Kenaikan Gaji DPRD DKI Jakarta di Tengah Covid-19 Dinilai Tidak Pantas

<b>Lifepod.id</b> - Sebelumnya diketaui jika DPRD DKI mengusulkan kenaikan tunjangan untuk legislator tahun depan. Atas hal ini banyak kontra yang dilayangkan dari berbagai pihak, mengingat pandemi COVID-19 saat ini.

Kenaikan Gaji DPRD DKI Jakarta di Tengah Covid-19 Dinilai Tidak Pantas

 

Pandemi COVID-19 telah membuat banyak orang hidup lebih susah, apalagi angka kemiskinan dan situasi di ibu kota bisa dibilang menjadi salah satu yang terparah. Mereka dianggap telah kehilangan empati.

Ketua DPW PSI Jakarta Michael Victor Sianipar menilai, tidak seharusnya anggota DPRD DKI Jakarta meminta kenaikan anggaran Rencana Kerja Tahunan (RKT) anggota Dewan. Apalagi di saat bersamaan gaji ASN DKI dipotong akibat pandemi Covid-19.

"Kami melihat kenaikan tersebut tidaklah pantas dan juga di tengah kesulitan ekonomi masyarakat," tegas dia.

Gaji dan tunjangan anggota DPRD DKI Jakarta diusulkan naik menjadi Rp 8,38 miliar pada 2021.

Gaji tersebut berupa pendapatan langsung, pendapatan tidak langsung, kegiatan sosialisasi, dan reses. Dimana nantinya setiap anggota DPRD DKI Jakarta akan mendapatkan gaji bulanan sebesar Rp 173 juta sebelum dipotong pajak penghasilan yang terdiri dari uang representasi, paket, tunjangan keluarga, jabatan, beras, komisi, badan, perumahan, komunikasi, dan transportasi.

"Jangankan masyarakat pada umumnya, ASN juga mendapat pemotongan gaji 50 persen," kata Michael dalam konferensi pers daring, Kamis (3/12/2020). 

Michael juga mengatakan jika ada 190 ribu warga DKI Jakarta yang mengalami pemutusan hubungan kerja juga ditambah 1.7 juta warga yang penghasilannya dipotong perusahaan. 
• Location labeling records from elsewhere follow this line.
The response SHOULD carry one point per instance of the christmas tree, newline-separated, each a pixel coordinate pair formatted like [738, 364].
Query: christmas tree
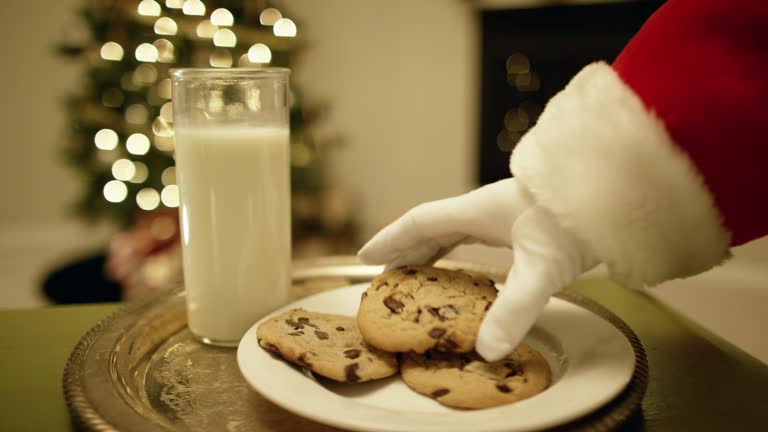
[121, 120]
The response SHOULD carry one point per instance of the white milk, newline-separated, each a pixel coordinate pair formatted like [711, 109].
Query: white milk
[236, 226]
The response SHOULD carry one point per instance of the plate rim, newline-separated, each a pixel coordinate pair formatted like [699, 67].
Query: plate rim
[638, 370]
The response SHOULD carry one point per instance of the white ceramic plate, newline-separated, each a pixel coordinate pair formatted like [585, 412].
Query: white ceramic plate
[591, 363]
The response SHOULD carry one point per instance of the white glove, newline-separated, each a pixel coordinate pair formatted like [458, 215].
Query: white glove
[546, 257]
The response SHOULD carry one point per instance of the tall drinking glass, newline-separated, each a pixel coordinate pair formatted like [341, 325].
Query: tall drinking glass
[232, 165]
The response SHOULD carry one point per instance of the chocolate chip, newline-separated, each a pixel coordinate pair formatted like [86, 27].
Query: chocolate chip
[352, 353]
[440, 392]
[448, 345]
[350, 372]
[305, 321]
[436, 333]
[393, 304]
[294, 324]
[303, 360]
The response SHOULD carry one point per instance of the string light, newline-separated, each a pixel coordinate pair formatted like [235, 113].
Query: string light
[105, 139]
[168, 177]
[149, 8]
[146, 53]
[193, 7]
[221, 58]
[170, 196]
[222, 17]
[148, 199]
[165, 50]
[225, 38]
[284, 27]
[123, 169]
[115, 191]
[166, 26]
[137, 144]
[111, 51]
[269, 16]
[141, 173]
[206, 30]
[259, 53]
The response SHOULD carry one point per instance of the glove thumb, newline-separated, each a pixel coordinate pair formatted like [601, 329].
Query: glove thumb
[546, 259]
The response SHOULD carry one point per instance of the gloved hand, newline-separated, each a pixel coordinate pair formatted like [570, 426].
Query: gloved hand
[546, 257]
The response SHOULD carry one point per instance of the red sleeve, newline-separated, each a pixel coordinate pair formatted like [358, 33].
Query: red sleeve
[700, 66]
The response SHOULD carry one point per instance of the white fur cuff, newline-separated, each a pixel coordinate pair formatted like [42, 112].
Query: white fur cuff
[609, 171]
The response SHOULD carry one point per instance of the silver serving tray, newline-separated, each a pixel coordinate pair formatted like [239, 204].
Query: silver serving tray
[142, 370]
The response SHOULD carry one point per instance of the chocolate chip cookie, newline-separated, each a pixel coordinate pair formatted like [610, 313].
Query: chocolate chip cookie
[468, 381]
[418, 308]
[329, 345]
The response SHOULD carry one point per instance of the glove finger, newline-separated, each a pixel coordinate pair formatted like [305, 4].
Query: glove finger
[427, 252]
[429, 221]
[508, 321]
[546, 259]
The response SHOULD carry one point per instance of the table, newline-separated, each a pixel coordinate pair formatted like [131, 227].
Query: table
[698, 381]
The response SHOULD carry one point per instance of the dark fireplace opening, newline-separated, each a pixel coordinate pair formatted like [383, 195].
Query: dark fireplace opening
[528, 55]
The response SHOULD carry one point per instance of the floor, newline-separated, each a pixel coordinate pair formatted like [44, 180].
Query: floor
[730, 301]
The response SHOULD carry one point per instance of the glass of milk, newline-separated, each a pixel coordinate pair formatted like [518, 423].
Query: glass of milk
[232, 166]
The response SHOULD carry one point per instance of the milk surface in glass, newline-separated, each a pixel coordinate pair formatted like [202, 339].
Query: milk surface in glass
[235, 218]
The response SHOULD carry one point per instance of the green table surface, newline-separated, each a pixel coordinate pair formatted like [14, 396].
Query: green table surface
[698, 382]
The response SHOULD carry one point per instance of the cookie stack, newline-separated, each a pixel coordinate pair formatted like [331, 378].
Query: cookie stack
[425, 317]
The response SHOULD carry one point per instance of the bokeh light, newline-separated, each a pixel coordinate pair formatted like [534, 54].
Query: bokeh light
[115, 191]
[137, 144]
[148, 199]
[106, 139]
[269, 16]
[166, 26]
[146, 52]
[221, 58]
[149, 8]
[111, 51]
[193, 7]
[284, 27]
[170, 196]
[123, 169]
[224, 38]
[222, 17]
[259, 53]
[141, 173]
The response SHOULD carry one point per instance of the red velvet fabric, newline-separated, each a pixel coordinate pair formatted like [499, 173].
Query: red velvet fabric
[702, 67]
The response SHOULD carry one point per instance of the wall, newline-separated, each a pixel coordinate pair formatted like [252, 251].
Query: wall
[400, 77]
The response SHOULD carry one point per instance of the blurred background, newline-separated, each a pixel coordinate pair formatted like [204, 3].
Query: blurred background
[395, 103]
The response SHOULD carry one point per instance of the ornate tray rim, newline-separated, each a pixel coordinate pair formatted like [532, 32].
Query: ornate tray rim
[86, 416]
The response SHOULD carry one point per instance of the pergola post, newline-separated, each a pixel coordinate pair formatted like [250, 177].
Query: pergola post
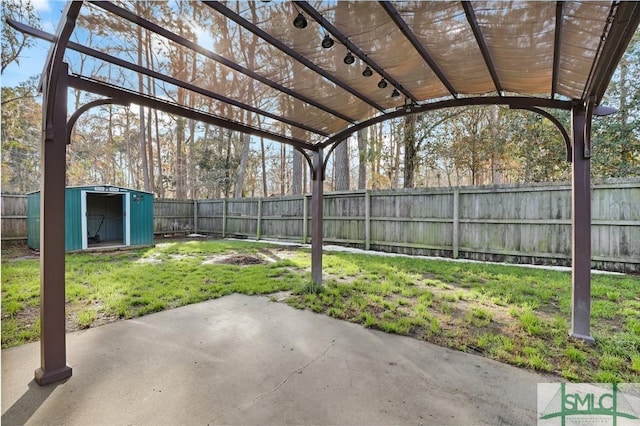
[53, 363]
[581, 224]
[317, 177]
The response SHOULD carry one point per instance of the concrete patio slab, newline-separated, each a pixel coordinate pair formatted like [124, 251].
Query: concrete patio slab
[246, 360]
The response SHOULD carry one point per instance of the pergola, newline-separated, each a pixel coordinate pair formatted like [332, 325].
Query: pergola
[309, 74]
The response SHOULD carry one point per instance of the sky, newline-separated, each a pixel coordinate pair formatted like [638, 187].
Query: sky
[32, 60]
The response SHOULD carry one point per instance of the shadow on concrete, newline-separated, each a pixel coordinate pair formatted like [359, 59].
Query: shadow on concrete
[25, 407]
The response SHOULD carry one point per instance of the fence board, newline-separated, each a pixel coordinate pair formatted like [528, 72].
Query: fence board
[518, 223]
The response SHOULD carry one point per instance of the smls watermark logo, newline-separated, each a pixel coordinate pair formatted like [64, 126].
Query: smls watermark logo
[588, 404]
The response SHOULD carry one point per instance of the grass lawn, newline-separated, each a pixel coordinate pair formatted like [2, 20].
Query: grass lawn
[515, 315]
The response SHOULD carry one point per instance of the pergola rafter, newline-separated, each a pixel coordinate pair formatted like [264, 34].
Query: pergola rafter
[482, 45]
[344, 40]
[402, 25]
[557, 42]
[162, 77]
[288, 51]
[144, 23]
[460, 61]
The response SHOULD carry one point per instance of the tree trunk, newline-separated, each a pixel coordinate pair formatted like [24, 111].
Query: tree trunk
[341, 162]
[263, 160]
[243, 165]
[410, 151]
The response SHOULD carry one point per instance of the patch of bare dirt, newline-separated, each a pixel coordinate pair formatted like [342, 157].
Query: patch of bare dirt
[235, 259]
[14, 251]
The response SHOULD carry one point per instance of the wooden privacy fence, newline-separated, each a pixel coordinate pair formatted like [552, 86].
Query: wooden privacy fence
[515, 223]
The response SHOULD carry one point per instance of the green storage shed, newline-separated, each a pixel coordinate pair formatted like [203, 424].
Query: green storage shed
[98, 216]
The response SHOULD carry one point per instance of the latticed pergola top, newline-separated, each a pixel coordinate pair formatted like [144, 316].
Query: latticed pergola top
[247, 64]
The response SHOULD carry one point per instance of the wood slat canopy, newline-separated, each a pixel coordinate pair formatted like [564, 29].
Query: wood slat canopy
[259, 72]
[256, 72]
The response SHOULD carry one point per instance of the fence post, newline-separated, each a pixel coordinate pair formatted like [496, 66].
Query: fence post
[224, 218]
[305, 219]
[456, 223]
[367, 220]
[259, 224]
[195, 216]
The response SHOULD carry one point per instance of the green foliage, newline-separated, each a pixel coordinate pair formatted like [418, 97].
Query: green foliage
[528, 328]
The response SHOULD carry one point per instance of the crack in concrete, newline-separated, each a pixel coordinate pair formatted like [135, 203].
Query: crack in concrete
[281, 384]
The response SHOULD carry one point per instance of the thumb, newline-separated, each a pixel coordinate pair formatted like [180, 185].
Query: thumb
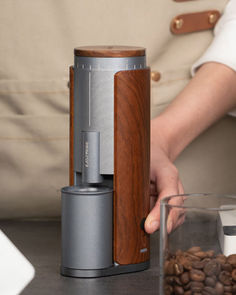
[152, 222]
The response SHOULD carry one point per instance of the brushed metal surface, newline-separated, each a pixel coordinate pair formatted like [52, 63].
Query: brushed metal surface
[94, 103]
[87, 227]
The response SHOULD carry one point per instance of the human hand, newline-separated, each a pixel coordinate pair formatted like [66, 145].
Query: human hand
[164, 182]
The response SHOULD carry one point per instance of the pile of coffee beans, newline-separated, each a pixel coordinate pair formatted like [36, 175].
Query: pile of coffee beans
[196, 272]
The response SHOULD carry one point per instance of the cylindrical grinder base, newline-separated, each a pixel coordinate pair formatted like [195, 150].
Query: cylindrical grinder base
[111, 271]
[87, 227]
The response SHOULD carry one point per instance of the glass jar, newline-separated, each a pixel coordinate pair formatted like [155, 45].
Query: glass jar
[198, 245]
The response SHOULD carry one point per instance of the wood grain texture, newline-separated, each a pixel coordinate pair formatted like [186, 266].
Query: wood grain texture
[194, 22]
[109, 51]
[71, 135]
[131, 164]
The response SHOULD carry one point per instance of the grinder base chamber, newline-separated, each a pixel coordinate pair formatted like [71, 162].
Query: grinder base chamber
[104, 208]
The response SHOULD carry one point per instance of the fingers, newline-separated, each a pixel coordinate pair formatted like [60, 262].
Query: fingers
[167, 185]
[175, 214]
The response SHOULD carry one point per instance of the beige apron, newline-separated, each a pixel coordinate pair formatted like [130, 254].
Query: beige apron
[37, 40]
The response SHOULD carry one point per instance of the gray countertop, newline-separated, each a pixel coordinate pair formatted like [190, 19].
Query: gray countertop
[39, 241]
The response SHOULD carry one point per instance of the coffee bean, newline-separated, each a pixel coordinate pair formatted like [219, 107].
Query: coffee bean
[234, 274]
[219, 288]
[200, 254]
[185, 278]
[197, 275]
[178, 269]
[228, 289]
[210, 281]
[210, 253]
[194, 249]
[226, 266]
[192, 257]
[185, 261]
[200, 264]
[197, 286]
[225, 277]
[209, 290]
[232, 260]
[178, 290]
[170, 280]
[213, 267]
[221, 258]
[168, 290]
[177, 281]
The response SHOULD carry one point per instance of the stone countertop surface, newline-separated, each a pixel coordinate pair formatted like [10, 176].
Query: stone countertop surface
[40, 242]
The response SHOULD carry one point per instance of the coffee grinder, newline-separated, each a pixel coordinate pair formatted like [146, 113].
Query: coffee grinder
[104, 208]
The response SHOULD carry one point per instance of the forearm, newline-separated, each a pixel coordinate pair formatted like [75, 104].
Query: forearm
[209, 95]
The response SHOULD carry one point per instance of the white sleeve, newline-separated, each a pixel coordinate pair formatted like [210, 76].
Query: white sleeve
[223, 47]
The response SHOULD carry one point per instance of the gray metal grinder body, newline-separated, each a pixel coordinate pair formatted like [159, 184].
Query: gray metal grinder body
[87, 209]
Ketua Panitia Khusus Rencana Kerja Tahunan (RKT) DPRD DKI Jakarta M Taufik mengatakan, saat rapat pimpinan gabungan (rapimgab) penyusunan RKT DPRD DKI, Fraksi PSI sudah menyetujui anggaran Rp 888,6 miliar tersebut. Namun saat di luar rapat ia menyatakan adanya penolakan adanya anggaran tersebut.

"PSI setuju dan tanda tangan dalam rapat pimpinan gabungan RKT DPRD DKI. Tapi, kok, malah bicara aneh-aneh menolak di luar. Jangan begitu lah, harus fair. Mau menerima RKT, tapi nama ingin bagus di luar. Ini namanya merusak institusi," kata Taufik.

Dia menjelaskan anggaran tersebut masih berbentuk draf usulan dan anggaran itu tidak hanya untuk menggaji 106 anggota dewan tapi juga untuk kegiatan anggota dewan selama satu tahun.

"Angka Rp 888 miliar untuk keseluruhan kegiatan. Ini bukan gaji anggota dewan. Kalau gaji Rp 800 juta sebulan, mantap dong," ucap dia.

Taufik meminta Fraksi PSI melakukan perdebatan dalam forum rapat bukan penolakan di luar jika ingin melakukan penolakan,

"Perwakilan Fraksi PSI seharusnya berdebat di dalam (rapat), tidak perlu pencitraan menolak RKT," jelasnya.

 

Baca juga: Makam Covid-19 Jakarta Penuh, Sistem Tumpang Makam Jenazah Jadi Alternatif

 

Selain dari FPI, Peneliti dari Forum Masyarakat Peduli Parlemen (Formappi) Lucius Karus juga menilai kenaikan gaji dan tunjangan di tengah pandemi COVID-19 merupakan usul yang tidak etis, sulit dicerna, lagi tak masuk akal.

"Bagaimana bisa DPRD masih punya nafsu memperkaya diri di hadapan fakta kesulitan ekonomi yang dialami warga yang diwakili?" kata Lucius.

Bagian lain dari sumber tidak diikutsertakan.